Art Linkletter died today at the age of 97.
I don't know of any other way I can say that except to observe, as the living often do, that no one lives forever. Somehow, though, I must have figured that Art Linkletter would be the one who would defy the odds.
Well, I felt that way about George Burns, too.
One of my earliest memories of visiting my grandmother's house just after my grandfather died was being allowed to watch daytime TV while my mother and my grandmother went over the final details of the funeral service.
That sticks out in my memory, I suppose, because Mom never let me watch daytime TV at home, even when I was sick and stayed home from school. She would make cinnamon toast, which was my favorite treat whenever I was sick, and she might let me watch the Little Rock PBS station, which didn't have much on in those days. If its programming was deemed suitable for my age group, Mom might permit me to watch it. But she wouldn't let me watch anything that was on a major network.
In the non–PBS world, daytime TV in those days meant soap operas in the afternoons, maybe some game shows like Password or Jeopardy! in the mornings, but it also meant Art Linkletter's House Party. Perhaps the shows I saw were syndicated reruns. I don't know. I was just a kid, and I liked to watch the Linkletter show because one of the best segments on his show was his interviews with kids.

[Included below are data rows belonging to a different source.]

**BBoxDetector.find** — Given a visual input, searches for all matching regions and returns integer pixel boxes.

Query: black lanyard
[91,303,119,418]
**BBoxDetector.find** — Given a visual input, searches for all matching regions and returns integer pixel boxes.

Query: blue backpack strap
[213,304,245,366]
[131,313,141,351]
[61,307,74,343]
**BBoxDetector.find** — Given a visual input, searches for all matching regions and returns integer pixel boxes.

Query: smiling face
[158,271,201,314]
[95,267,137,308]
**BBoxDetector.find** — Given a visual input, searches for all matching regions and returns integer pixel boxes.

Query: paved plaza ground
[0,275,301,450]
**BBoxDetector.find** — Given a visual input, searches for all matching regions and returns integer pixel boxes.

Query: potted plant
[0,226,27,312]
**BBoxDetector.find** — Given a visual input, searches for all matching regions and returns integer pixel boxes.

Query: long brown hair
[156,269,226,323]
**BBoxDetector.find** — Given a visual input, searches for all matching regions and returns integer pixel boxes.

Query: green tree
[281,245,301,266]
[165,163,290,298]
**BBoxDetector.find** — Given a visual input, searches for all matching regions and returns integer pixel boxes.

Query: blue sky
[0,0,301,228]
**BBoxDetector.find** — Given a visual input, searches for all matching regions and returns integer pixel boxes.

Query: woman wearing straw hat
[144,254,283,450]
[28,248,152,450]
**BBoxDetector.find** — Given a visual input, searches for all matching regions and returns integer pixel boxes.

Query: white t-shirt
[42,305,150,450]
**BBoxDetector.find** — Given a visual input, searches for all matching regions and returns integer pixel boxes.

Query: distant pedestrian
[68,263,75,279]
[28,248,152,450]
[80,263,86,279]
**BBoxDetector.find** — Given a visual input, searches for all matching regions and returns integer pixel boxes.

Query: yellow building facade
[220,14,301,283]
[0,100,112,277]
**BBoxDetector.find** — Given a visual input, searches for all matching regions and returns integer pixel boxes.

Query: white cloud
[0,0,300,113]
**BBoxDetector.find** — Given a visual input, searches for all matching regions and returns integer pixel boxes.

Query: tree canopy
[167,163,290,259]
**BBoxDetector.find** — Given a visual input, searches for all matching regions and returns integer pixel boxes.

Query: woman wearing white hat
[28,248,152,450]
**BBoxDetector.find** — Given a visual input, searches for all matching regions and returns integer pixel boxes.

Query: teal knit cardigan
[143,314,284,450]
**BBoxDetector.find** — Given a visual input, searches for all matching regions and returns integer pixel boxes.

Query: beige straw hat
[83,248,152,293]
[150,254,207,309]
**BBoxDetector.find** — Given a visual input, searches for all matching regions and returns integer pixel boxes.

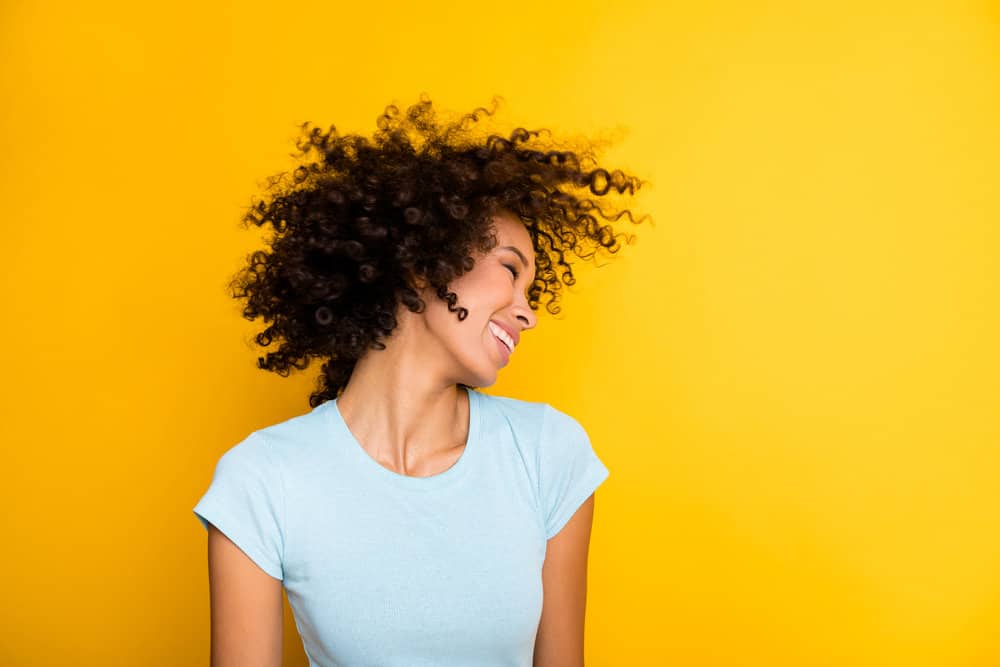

He called it "Kids Say the Darndest Things," and he knew a good thing when he saw one. Linkletter compiled a collection of quotes from his interviews that sold millions of copies.
Well, I always think of my grandmother when I think of Art Linkletter — and not simply because of my memories of the time my grandfather died.
My grandmother really liked Art Linkletter. Once, as I recall, she gave me a copy of his book, and, on other occasions, she told me, with obvious admiration in her voice, the story of the tragedy of his life — when his 20–year–old daughter leaped to her death from her sixth–floor kitchen window.
Linkletter claimed his daughter was having either an LSD experience or an LSD flashback (even though toxicologists doubted that the drug played any role in her death). That tragic loss transformed him into an anti–drug zealot, not unlike the way Carroll O'Connor's son's suicide led him to become active in the movement to permit people who had been injured in some way by the actions of drug dealers to hold them civilly liable.
Anyway, my grandmother, like millions of others, believed Linkletter's version of events. And I loved my grandmother so I did not question the story. But I always wondered how Linkletter could have known. Was he there? Probably not, I reasoned. And if he wasn't in his daughter's apartment when she jumped, how could he know what happened?
You can speculate, I suppose, about what may have happened that day. Linkletter and his wife (who had been married nearly 75 years when Linkletter died today) may have received a call from their daughter — or he (or they) may have called her. The conversation may have been vague or it may have been specific. If it only involved Linkletter and his daughter, no one now living knows the truth.
Considering how beloved Linkletter was, thanks to a career that dated back to radio days, it was probably no surprise that there were many in the public who, like my grandmother, were all too willing to accept the "flashback" story — even though evidence to support it was noticeably lacking.
Whatever the truth was, there is no doubt that Linkletter and his wife, Lois, survived many tragedies together. They had four other children, two of whom are now deceased. One was killed in a car accident, the other (their oldest) died of lymphoma a few years ago.
There was much to admire about Linkletter. He was abandoned by his birth parents when he was only a few weeks old, then he rose to become the radio/TV personality, author and businessman that he was. He amassed quite a bit of wealth, then became a philanthropist.
Hopefully, his widow and their two surviving daughters will carry on his good works.